Achille harboured no interest in boring this man into a coma with the narrative of his existence. "Yes." He smoked, voice laced with earnestness.


The man laughed, full-faced, full-teethed, truthfully confident yet pointedly fake. "Oh, I'm sure. Norman with a burgundian accent, right. You want to get shot? Now, I have no problem with that. Stand away, fork me a few and I'll make a fetching patten out of your grey fluids right over this blast shield here. What you're suggesting however, is going to get me shot. The scanners they've got on that gate, ooh, man. They can read your blood. See your guts. Tell you things about yourself, read your DNA like it's on CNS."

Achille didn't bother lecturing the gunslinger over how absolutely batpoop his hypothesis happened to be. "So you won't take me." He breathed, self-evidently snorting cigar ash.

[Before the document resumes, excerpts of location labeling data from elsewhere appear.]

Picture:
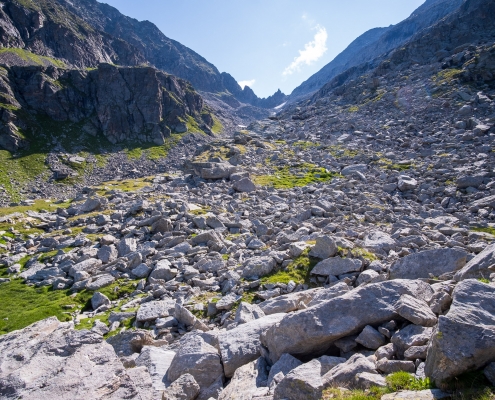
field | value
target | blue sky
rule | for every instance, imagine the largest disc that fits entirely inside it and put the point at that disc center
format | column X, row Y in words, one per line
column 269, row 44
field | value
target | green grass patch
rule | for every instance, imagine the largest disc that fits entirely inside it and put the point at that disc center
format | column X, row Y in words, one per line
column 217, row 126
column 299, row 270
column 487, row 229
column 32, row 58
column 290, row 177
column 21, row 305
column 39, row 205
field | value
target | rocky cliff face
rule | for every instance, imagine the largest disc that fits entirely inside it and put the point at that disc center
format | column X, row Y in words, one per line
column 122, row 103
column 377, row 43
column 86, row 33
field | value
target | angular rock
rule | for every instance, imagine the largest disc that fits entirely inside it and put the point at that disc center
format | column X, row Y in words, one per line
column 155, row 309
column 84, row 361
column 286, row 364
column 344, row 374
column 247, row 313
column 258, row 267
column 157, row 361
column 337, row 266
column 314, row 329
column 199, row 359
column 241, row 345
column 286, row 303
column 367, row 380
column 416, row 311
column 184, row 388
column 463, row 340
column 478, row 267
column 411, row 335
column 302, row 383
column 98, row 299
column 371, row 338
column 391, row 366
column 246, row 380
column 325, row 247
column 244, row 185
column 435, row 262
column 429, row 394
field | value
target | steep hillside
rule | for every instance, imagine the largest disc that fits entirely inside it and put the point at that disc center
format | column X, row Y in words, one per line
column 85, row 33
column 377, row 43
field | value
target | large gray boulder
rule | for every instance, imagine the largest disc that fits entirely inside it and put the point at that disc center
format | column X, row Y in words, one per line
column 241, row 345
column 287, row 302
column 155, row 309
column 302, row 383
column 198, row 358
column 379, row 241
column 464, row 338
column 257, row 267
column 478, row 267
column 246, row 381
column 344, row 374
column 325, row 247
column 313, row 330
column 416, row 311
column 435, row 262
column 286, row 364
column 51, row 360
column 157, row 361
column 337, row 266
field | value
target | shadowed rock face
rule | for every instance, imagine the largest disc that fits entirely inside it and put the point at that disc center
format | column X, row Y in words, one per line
column 377, row 42
column 86, row 33
column 123, row 103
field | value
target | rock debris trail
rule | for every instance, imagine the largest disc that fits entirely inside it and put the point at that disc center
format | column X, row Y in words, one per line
column 347, row 238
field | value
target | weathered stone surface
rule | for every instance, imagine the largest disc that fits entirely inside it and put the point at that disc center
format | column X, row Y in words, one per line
column 322, row 295
column 286, row 303
column 337, row 266
column 87, row 366
column 302, row 383
column 286, row 364
column 155, row 309
column 314, row 329
column 184, row 388
column 197, row 358
column 429, row 394
column 416, row 311
column 411, row 335
column 371, row 338
column 244, row 185
column 246, row 381
column 391, row 366
column 463, row 339
column 379, row 241
column 241, row 345
column 325, row 247
column 344, row 374
column 98, row 299
column 247, row 313
column 257, row 267
column 421, row 265
column 157, row 361
column 367, row 380
column 478, row 267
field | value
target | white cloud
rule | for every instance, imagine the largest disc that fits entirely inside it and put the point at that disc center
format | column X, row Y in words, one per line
column 250, row 83
column 312, row 52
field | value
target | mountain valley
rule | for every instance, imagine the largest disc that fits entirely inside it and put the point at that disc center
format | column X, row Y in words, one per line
column 166, row 235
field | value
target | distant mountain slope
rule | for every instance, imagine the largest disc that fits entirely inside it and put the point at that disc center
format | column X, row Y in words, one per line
column 85, row 33
column 378, row 42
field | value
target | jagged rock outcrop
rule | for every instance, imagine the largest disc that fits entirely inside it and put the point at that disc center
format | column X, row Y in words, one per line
column 86, row 33
column 122, row 103
column 377, row 43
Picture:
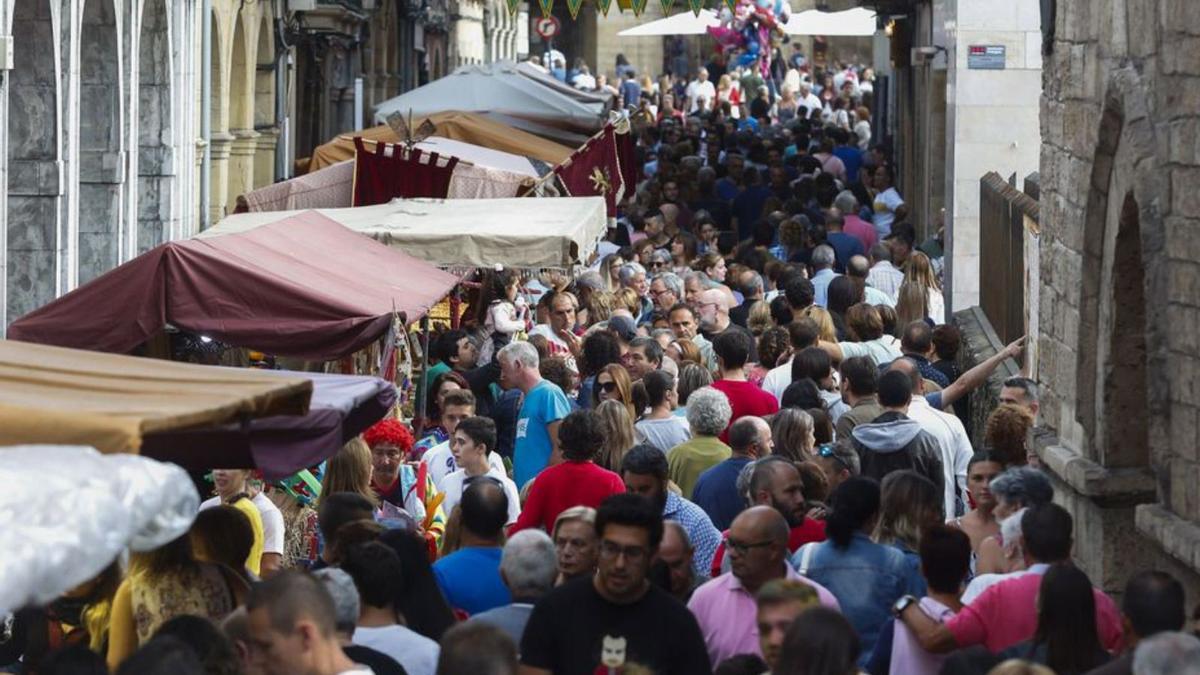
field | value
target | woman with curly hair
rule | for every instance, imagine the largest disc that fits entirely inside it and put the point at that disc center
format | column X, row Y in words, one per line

The man leaned his boots against the table edge, and became a slab of reticence.
"Go tug at yourself or something." He offered. "Only Normans get into Normandy, and only Normans ask. Y'see, I'm being neat to you." The smuggler grinned again, wide, moon-chinned. "Get out of Maine if you know where your head is."


Get out of Maine. Get out of Maine. Where the damnation are the bloody Corse?